More than one million tax payers are audited by IRS each year, but there are few important things that can help you out of this bracket. First of all, you have to understand the basic procedure that is followed when you submit your returns. Once you have submitted the return, it is processed by a computer to check out that you have filled all the things properly or not. If your income tax return has any kind of errors or is not fitting any of the statistical norms, then your return might be flagged by the computer. Once a tax return is flagged it is sent for a manual evaluation, but not all have to go through this procedure as the selection is made randomly.
Each year IRS comes with a new set of rules that are more than enough to trigger a tax audit and increase the possibility of you being audited. If you fall within higher income range, then you are more subjected to come out as an ideal candidate for tax audit as usually the lower income group ones do not have to go through the audit. One common mistake committed by the tax payers that leads to an audit is rounding off the tax deduction. IRS considers the rounded off deductions as doubtful and thus the chances of audit increase. It is your responsibility to report your income to IRS as a failure to do so can trigger a tax audit.
If you have not cross checked the calculations that you have performed, then IRS usually considers the option of giving your calculations a second check to counter the various mathematical errors. Providing Internal Revenue System with incomplete information is one of the most common reasons that could make computer flag the information for manual review that leads to a tax audit. If you have shown your income to be considerably less than others in the same industry, then you are the most ideal candidate who would be selected for an income tax audit. You have to make sure that you acquire the deductions that you are very much entitled to as taking up a bigger amount of deductions is going to raise a flag.

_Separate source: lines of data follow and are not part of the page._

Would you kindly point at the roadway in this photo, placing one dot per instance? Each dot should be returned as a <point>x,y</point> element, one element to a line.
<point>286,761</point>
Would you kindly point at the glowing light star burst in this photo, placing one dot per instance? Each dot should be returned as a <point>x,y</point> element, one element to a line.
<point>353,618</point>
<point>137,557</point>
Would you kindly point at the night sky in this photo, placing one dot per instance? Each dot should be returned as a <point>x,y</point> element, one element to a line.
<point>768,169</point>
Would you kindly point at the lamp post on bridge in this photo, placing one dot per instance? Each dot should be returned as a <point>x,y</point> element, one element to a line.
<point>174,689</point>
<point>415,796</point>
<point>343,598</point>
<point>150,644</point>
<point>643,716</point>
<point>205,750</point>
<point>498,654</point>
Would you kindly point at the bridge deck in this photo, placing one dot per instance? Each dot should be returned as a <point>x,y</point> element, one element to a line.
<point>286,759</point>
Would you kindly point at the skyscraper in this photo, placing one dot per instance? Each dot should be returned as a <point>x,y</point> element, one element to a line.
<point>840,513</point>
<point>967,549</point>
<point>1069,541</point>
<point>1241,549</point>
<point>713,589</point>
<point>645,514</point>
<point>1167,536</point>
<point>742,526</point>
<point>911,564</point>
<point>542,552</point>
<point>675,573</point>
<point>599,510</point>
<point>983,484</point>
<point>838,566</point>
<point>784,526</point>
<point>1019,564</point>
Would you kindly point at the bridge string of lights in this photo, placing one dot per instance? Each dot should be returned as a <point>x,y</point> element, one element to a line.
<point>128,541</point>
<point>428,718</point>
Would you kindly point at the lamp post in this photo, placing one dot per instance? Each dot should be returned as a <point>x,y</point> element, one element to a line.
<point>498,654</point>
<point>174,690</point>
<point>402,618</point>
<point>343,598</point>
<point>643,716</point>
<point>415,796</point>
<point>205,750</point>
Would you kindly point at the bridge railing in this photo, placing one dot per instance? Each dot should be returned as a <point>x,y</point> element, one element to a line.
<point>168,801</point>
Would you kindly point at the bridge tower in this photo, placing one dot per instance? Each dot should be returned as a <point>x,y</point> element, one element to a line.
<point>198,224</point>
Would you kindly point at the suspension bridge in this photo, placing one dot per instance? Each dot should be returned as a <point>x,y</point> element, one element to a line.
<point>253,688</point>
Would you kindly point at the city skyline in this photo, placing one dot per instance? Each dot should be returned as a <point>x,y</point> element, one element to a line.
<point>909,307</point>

It is a fact that working at home might be providing you with various tax advantages, but you have to remain very much aware of the various rules and regulations as if you fail to do so, you might come out as an eligible candidate for an income tax audit. One method by which most tax payers can reduce the chances of a tax audit is to incorporate ones business. If you are a self employed person working on part time basis and are filing in the section C, with another job in hand, the chances of an income tax audit will be at all time high.
Although there are lot many things that can lead to an audit, but if you double check your tax return before submission, definitely the chances of a tax audit will decrease.